Is there any shops that do detailing stuff in the southwales area?
Maybe even around swansea? Somewere that is not halfords..


----------



## chrisc (Jun 15, 2008)

glossmax dont know which part of wales though


----------



## justina3 (Jan 11, 2008)

glossmax based in bridgend no where in Swansea thats for sure. I rely on the autosmart van and the internet


----------



## StevieG-09 (Aug 18, 2009)

justina3 said:


> glossmax based in bridgend no where in Swansea thats for sure. I rely on the autosmart van and the internet


So this glossmax place, they acctualy have a shop were you can go in and look at things, i dont mind gettin stuff of the internet, but would be nice to be able to go into a shop and have a look at things aswel.
Whats the autosmart van?


----------



## PETER @ ECLIPSE (Apr 19, 2006)

porthcawl mate


----------



## j4miejenks (Jun 12, 2009)

PETER @ ECLIPSE said:


> porthcawl mate


RJ's in gorsenion has a small selection...one of the workers is on here 'Hawkey skyline', they have a small selection, but are always helpful, and do a small discount for large purchases (well did for me )


----------



## PETER @ ECLIPSE (Apr 19, 2006)

lol forgot about them , mainly AG and megs , was in there in the week lol


----------



## StevieG-09 (Aug 18, 2009)

If its just AG and megs, can go to halfords for all that too.
Stuff like Dodo, and bigger brands. Not really too fussed just thought it might be cool to go somewere that did them.


----------



## j4miejenks (Jun 12, 2009)

StevieG-09 said:


> If its just AG and megs, can go to halfords for all that too.
> Stuff like Dodo, and bigger brands. Not really too fussed just thought it might be cool to go somewere that did them.
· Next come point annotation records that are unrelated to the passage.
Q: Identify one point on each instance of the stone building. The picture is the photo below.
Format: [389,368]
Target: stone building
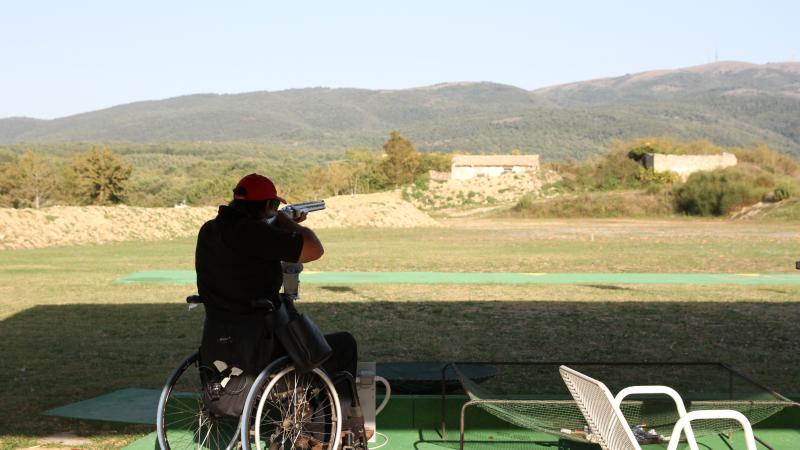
[684,165]
[466,167]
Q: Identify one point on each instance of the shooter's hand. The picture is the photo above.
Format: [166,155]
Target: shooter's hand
[283,221]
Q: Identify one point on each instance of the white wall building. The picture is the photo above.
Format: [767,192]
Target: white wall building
[466,167]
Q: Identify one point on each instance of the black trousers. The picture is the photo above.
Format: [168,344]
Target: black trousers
[343,359]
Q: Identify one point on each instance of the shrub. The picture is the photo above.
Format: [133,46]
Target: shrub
[781,193]
[718,192]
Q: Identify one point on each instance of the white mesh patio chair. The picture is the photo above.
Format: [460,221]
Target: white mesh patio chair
[609,427]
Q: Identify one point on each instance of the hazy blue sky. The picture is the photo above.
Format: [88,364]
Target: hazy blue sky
[65,57]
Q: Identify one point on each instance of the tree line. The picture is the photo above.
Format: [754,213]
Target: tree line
[144,177]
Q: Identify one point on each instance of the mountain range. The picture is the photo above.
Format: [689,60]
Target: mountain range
[729,103]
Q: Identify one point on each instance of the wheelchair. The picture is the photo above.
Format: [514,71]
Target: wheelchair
[284,409]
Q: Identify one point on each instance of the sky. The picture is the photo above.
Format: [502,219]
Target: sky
[66,57]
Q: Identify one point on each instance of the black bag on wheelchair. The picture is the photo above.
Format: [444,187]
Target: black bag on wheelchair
[232,353]
[305,344]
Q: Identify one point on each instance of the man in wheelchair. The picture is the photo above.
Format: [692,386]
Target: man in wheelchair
[238,263]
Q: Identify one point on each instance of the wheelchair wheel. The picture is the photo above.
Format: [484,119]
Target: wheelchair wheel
[182,421]
[288,410]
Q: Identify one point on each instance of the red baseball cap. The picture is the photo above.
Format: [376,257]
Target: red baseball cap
[256,187]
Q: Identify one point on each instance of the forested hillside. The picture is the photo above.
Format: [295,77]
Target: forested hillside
[732,104]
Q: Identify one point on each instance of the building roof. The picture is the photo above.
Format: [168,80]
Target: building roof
[496,160]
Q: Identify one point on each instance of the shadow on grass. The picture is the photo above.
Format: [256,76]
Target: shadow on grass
[54,355]
[608,287]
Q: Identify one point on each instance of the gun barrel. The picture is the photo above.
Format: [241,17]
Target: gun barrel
[295,210]
[309,206]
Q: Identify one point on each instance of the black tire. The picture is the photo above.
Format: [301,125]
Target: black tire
[287,410]
[182,421]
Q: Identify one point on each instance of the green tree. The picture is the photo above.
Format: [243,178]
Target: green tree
[99,177]
[366,173]
[402,160]
[27,182]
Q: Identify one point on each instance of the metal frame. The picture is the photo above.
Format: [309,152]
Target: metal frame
[732,373]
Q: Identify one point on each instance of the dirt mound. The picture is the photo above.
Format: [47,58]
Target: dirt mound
[76,225]
[477,192]
[382,210]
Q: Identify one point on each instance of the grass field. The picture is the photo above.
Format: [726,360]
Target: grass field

RJ's would like to introduce it, but no call for it..and tbh for what its worth, you might as well get that stuff from the net.


----------



## mattjonescardiff (Dec 12, 2006)

I think James at Ti22 stocks some 'upmarket' (i.e. not Halfords) products like Swissvax for customer purchase. I'm sure he'll be along in a minute.........


----------



## Guest (Feb 13, 2010)

As said, were open Half day Wednesday, full day Thursday, Friday and Saturday 

We stock Meguiars, Bilt Hamber, Autoglym, Duragloss, lake country, 3M and Valet Pro

We also have our own products and were the only UK stockist of Danase products :thumb:

Oooo and Raceglaze, always forget about them :lol:


----------



## StevieG-09 (Aug 18, 2009)

Bailes said:


> As said, were open Half day Wednesday, full day Thursday, Friday and Saturday
> 
> We stock Meguiars, Bilt Hamber, Autoglym, Duragloss, lake country, 3M and Valet Pro
> 
> ...


Your only open them days isit? Were abouts are you? Got a postcode or something?


----------



## Guest (Feb 13, 2010)

StevieG-09 said:


> Your only open them days isit? Were abouts are you? Got a postcode or something?


CF36 3DH :thumb:


----------



## Bridges (Jul 12, 2009)

Good shop too Im always in there :thumb:


----------



## trv8 (Dec 30, 2007)

Top guys with good advice at Glossmax, shall be down there again soon.


----------



## Ti22 (Mar 24, 2009)

mattjonescardiff said:


> I think James at Ti22 stocks some 'upmarket' (i.e. not Halfords) products like Swissvax for customer purchase. I'm sure he'll be along in a minute.........


Haha cheers matt!

I keep some Swissvax and Dodo in stock, as well as MF's, drying towels etc etc. Not loads, as I concentrate on applying it mainly! But I do stock the bits that you can't get from halfords etc.

I'm in Newport - NP198JL

James


----------



## spooks (Sep 7, 2009)

Bailes said:


> We also have our own products and were the only UK stockist of Danase products :thumb:


I thought Danase was no more?


----------



## mogz (Jan 18, 2010)

:thumb:Was in the Glossmax shop on friday - had to stop myself spending shed loads of cash! Everything you need and more.


----------



## Guest (Feb 21, 2010)

spooks said:


> I thought Danase was no more?


We still got left over stock, Wet Glaze (Awesome Product), Paint Sealent, Interior dressing, Exterior dressing and loads of the shampoo


----------